What can we expect when introducing digital technology to patients? Rhonda Daniel, Sr. Manager of Market Research at CEA
, summarizes their just released research
on how consumers are using their smartphones and other digital devices. Two things stand out:
- That people rapidly get rid of their single use devices if they can aggregate the same functionality on to their smartphones.
- That their initial usage tracks what their pre-purchase expectation were.
If you have already been part of the connected life style for a while and have developed comfort with the digital functionality you use daily being made mobile and on one device, then nothing new here. Now add an integrated glucometer, if you're diabetic, or blue tooth enabled scale, if you're obese or managing congestive heart failure, or a GPS tracking app to see how far you walk as you try to get healthier after a hip replacement or long hospitalization. What we are doing is adding not only great functionality but elevated complexity to an already complex path to engaging in our health - is this any way to treat a customer? Accessing an analogue healthcare system, like a doctor's appointment, and then laying new and not so easy to use technology on top of it isn't simplifying healthcare for those who use it the most. My call here is that we need to simplify the analogue side as we add complexity to the digital side.
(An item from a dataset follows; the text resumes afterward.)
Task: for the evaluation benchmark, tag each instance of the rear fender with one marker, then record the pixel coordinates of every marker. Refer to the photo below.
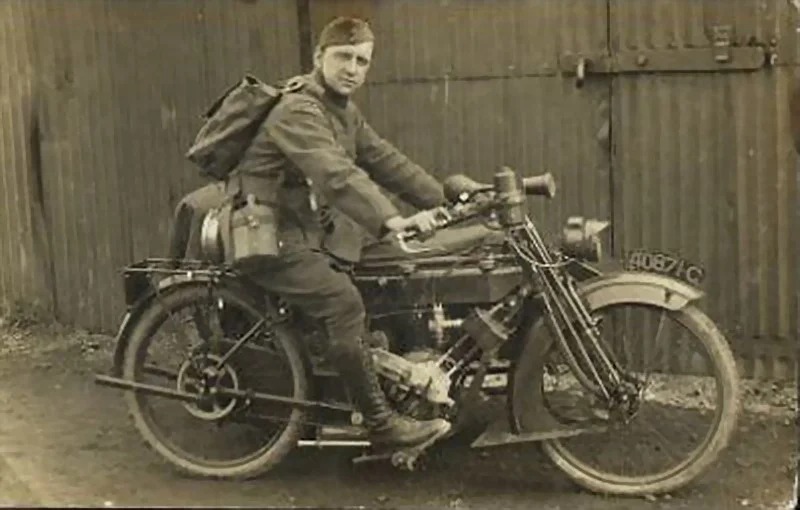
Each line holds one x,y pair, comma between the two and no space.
167,285
526,403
The early results from the Direct Primary Care (DPC) model where patient's pay a low monthly fee directly to a doctor and bypass the added complexity of payer involvement is suggesting this may be the right path to be explored. Lower utilization and higher satisfaction with equal or better outcomes for both the doctor and patient is what's in the literature. The Kaiser model also streamlines healthcare because it reduces the dual agenda independent payer/provider model to one agenda...and it works too.